The CD V-717 is a portable monitoring instrument which measures
gamma radiation dose rates as high
as 500 roentgens per hour. It is designed to be used by radiological Civil Defense
personnel in determining
radioactive contamination levels that may result from an enemy attack or other
nuclear disasters.
Instrument accuracy on any of its four ranges is within ± 20% of the
true dose rate from Cobalt 60 gamma
radiation. This accuracy is maintained throughout a temperature range of -20°
F to +125° F, relative
humidities to 100% and at altitudes from sea level to 25,000 feet. Use of the
remote cable feature
should give less than ± 5% change in reading. The case consists of three
sections. The top section contains
the meter and almost all of the circuit. The bottom section contains the ion
chamber and provides for
storage of the 25 feet of triaxial cable and the storage spool. The center section
provides for electrically
connecting the circuit board on the top section to the ion chamber from the
bottom section.
This unit can be operated as a hand held unit or in the remote configuration.

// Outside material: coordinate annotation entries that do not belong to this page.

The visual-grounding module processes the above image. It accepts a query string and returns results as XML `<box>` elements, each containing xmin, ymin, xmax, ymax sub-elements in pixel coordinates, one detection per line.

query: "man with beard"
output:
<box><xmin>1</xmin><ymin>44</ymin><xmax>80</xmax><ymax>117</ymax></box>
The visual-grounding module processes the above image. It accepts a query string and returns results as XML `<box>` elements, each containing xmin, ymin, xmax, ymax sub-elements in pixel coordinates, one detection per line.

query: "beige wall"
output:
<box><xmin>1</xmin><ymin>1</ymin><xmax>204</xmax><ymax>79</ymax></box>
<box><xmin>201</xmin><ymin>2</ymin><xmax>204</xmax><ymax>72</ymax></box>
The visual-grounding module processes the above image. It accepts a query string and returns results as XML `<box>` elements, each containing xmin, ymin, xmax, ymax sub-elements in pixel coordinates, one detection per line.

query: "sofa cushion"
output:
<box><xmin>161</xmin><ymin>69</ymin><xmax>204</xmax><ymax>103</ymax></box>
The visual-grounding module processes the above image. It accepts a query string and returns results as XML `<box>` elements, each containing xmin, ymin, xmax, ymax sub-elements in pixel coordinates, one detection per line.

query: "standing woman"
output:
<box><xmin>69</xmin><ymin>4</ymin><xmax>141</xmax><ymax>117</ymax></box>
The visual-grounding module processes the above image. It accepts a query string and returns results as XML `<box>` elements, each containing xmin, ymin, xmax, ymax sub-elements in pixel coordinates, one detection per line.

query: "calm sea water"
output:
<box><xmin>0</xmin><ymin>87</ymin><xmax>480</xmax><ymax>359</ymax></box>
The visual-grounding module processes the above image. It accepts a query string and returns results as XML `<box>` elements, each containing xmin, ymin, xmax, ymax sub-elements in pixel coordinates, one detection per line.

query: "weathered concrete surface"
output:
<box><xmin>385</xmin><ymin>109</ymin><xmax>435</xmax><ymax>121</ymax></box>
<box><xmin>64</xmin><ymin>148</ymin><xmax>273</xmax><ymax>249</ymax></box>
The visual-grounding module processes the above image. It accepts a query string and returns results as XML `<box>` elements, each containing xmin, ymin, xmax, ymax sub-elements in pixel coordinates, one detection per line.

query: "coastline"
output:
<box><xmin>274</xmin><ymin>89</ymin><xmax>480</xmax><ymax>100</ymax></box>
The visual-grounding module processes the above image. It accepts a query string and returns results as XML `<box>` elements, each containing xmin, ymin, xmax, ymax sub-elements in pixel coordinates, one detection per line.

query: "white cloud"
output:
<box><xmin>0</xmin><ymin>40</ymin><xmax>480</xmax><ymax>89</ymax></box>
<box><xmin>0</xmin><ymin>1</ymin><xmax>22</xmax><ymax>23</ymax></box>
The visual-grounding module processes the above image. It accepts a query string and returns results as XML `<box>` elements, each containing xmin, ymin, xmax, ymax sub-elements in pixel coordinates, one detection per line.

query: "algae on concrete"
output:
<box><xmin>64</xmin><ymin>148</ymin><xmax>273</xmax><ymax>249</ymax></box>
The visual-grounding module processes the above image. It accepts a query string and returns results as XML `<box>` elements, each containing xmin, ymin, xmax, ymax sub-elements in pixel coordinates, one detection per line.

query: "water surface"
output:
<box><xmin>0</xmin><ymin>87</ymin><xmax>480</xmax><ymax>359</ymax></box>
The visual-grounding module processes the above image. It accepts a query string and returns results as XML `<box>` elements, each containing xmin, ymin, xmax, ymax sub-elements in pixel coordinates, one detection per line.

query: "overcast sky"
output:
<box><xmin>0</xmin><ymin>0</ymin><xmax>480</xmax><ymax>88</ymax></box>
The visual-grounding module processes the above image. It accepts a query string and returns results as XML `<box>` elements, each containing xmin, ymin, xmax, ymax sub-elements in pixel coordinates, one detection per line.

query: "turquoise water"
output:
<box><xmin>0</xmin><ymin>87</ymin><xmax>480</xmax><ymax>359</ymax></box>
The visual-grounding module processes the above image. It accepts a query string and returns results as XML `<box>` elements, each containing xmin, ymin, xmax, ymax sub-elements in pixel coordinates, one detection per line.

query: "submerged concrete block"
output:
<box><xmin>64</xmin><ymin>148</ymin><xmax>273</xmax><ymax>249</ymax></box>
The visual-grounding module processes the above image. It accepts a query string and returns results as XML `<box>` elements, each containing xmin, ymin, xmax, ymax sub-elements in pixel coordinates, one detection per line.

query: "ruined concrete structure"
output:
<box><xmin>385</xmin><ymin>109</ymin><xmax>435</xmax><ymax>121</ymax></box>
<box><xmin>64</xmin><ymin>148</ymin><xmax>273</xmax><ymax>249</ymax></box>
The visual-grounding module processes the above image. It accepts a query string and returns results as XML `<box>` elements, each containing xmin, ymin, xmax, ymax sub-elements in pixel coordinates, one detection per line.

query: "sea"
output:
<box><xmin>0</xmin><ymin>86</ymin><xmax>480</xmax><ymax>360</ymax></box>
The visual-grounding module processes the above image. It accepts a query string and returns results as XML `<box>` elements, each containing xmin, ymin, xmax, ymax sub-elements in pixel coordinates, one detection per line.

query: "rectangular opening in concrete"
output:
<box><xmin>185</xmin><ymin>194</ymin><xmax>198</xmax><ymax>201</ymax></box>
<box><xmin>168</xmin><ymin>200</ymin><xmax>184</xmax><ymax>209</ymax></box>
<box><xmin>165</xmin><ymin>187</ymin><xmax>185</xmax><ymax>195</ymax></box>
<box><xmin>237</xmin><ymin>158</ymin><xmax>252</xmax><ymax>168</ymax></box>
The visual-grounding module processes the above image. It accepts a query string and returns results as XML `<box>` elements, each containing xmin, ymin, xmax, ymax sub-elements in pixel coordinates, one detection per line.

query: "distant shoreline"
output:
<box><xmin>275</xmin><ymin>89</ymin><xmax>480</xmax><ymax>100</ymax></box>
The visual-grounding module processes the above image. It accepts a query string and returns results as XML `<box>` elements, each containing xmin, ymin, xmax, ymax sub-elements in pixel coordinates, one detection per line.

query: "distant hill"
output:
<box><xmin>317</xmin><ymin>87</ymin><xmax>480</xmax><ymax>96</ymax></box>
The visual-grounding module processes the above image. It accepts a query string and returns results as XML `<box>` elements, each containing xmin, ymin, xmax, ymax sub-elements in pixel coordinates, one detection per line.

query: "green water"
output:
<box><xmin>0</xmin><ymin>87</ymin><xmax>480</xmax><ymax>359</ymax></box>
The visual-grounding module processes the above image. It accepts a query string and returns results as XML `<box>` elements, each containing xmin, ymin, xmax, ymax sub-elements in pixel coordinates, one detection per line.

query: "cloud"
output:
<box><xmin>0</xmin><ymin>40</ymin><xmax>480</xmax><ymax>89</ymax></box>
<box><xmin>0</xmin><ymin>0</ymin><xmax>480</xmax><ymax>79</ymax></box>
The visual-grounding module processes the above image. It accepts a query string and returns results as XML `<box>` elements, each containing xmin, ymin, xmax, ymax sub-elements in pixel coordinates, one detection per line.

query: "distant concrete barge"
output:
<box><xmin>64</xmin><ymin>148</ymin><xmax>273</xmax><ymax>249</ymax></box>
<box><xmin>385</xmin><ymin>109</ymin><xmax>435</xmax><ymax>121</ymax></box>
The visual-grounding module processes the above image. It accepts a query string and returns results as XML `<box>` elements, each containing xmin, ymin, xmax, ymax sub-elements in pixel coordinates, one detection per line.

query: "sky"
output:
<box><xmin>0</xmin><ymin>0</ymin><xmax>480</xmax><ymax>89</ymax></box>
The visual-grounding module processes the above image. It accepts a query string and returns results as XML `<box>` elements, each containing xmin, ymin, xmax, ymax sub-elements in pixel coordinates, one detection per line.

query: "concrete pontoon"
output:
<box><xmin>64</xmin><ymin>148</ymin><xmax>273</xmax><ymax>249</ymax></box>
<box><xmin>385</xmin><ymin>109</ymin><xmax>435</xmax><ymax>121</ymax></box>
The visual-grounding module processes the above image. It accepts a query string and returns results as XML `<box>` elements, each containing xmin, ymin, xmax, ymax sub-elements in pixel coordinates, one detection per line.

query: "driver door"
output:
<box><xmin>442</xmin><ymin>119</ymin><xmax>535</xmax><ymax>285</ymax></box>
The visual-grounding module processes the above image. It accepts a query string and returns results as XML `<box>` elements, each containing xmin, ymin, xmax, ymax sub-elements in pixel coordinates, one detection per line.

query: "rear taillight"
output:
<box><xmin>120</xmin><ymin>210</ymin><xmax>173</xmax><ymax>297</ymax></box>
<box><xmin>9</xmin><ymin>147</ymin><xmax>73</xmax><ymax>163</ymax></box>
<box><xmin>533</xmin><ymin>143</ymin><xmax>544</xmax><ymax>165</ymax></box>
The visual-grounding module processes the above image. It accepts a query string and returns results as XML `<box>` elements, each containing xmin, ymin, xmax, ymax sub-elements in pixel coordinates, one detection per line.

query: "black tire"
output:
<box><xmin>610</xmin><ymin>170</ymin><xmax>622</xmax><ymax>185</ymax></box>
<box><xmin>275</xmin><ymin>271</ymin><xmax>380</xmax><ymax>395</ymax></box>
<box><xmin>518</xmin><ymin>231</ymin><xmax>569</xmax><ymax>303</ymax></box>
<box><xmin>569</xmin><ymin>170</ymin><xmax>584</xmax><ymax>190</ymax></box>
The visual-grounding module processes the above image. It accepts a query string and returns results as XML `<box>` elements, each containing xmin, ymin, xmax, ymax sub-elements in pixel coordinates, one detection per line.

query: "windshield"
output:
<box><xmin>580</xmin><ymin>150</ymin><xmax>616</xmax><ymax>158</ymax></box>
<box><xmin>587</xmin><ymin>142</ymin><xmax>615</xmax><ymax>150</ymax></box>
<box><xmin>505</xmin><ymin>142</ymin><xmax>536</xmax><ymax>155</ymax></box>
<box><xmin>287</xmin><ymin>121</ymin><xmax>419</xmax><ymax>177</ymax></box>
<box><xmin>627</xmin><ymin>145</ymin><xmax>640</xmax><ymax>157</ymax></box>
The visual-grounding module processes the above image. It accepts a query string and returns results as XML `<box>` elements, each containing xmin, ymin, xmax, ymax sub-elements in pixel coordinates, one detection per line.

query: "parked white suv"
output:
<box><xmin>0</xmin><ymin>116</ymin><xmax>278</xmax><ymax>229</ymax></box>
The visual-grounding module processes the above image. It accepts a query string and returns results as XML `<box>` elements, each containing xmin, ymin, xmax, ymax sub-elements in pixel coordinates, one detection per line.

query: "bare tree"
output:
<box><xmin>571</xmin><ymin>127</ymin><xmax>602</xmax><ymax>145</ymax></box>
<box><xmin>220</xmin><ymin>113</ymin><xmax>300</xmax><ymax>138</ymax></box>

The detecting element is an hermetically sealed ionization chamber. This chamber
is located in the lower
front portion of the bottom case section of the instrument to make the instrument
nearly equally
sensitive to radiation from the bottom and front.
The ionization chamber plus the instrument case will together total more
than 1000 mg/cm2 in
effective thickness to make the instrument insensitive to beta rays lower than
2 Mev in energy.
The ionization chamber is hermetically sealed to eliminate changes in sensitivity
due to changes in air
pressure resulting from altitude changes, temperature changes, and moisture
effects.
Meter reads 0 - 5 with switch selectable scales of: x .01 / x .1 / x 10 / x 100
Above information from the Victoreen CD V-717 Model 1 manual.
Battery life is 150 hours of continuous use. This is based
on the carbon/zinc batteries of the early
1960's, newer alkaline batteries should do much better.
Special Note:
The Handbook For Radiological Monitors
only refers to the CD V-717 as a modification of the CD V-715
Government cost in 1969: $30.82
Government Procurement - Fiscal Year 1955 - 1985
100,100
Unit shown ready to use in remote mode. Top and middle sections are together.